Important!! - Because the OH content is calculated by 2 - (F + Cl + S1- + 2 * S2-), it is possible to calculate negative OH contents. This is likely to occuur in fluoroapatite becauuse of F diffusion induced by the electron beam. I chose to not set a hard limit on the Z site and allow for negative OH values, this is an important check on the quality of the apatite analysis! Analysis with OH < 0 should be repeated with appropriate beam conditions (e.g. large spot size, low current, short counting times on F).

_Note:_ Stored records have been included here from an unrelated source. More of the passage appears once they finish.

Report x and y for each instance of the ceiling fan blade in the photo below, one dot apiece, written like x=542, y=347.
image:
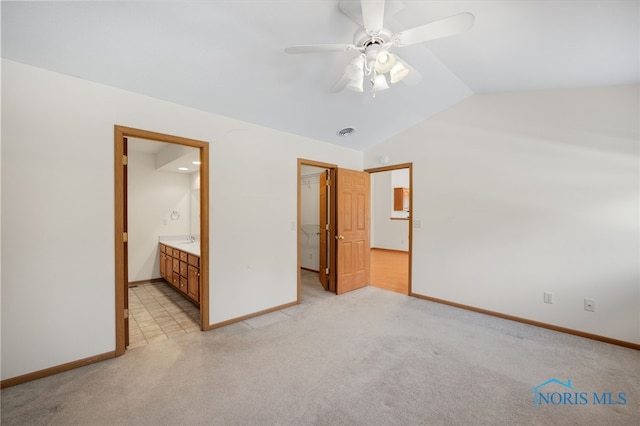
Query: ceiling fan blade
x=372, y=15
x=437, y=29
x=414, y=77
x=320, y=48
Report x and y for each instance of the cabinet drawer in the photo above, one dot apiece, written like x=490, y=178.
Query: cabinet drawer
x=194, y=260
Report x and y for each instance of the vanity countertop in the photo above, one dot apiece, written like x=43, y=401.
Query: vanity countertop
x=181, y=242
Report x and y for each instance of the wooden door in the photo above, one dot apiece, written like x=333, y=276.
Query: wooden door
x=126, y=249
x=324, y=230
x=352, y=230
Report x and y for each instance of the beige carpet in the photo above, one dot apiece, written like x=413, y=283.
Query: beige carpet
x=370, y=357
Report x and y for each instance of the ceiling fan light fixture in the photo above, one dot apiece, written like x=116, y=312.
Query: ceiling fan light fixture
x=384, y=62
x=398, y=72
x=380, y=83
x=356, y=84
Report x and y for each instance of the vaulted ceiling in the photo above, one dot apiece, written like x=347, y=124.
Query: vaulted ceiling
x=227, y=57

New!! Ilmenite: Ilmenite group minerals (A2O3) are calculated here to 2 cations and 3 oxygen equivalents for Fe3_ estimation. Here A = Fe2+, Fe3+, Mg, Mn, Cr, V, Ti, Si, and Ca. Si and Ca are primarily included as a monitor for mixed analysis with silicate phases. Endmembers are calculated for hematite (Fe2O3), ilmenite (FeTiO3), pyrophanite (MnTiO3), and geikilite (MgTiO3). The hematite component is calculated by XHem = Fe3+ / (Fe3+ / Ti) and the total ilmenite + pyrophanite + geikilite component is calculated by 1 - XHem. The remaining endmembers are calculated from the Fe2+/(Fe2+ + Mn + Mg) for ilmenite, Mn/(Fe2+ + Mn + Mg) for pyrophanite, and Mg/(Fe2+ + Mn + Mg) for geikilite. Currently no plotting option is available.
Sulfides: A generic procedure is available for sulfide minerals. The datafile requires the mass fractions (in wt. %) for S, Co, Cu, As, Fe, Ni, Pb, and Zn. All elements, except for S, are optional, allowing the maximum flexibility for a variety of sulfides. Arsenic may be considered as a cation in its oxidized form or an anion in its reduced form.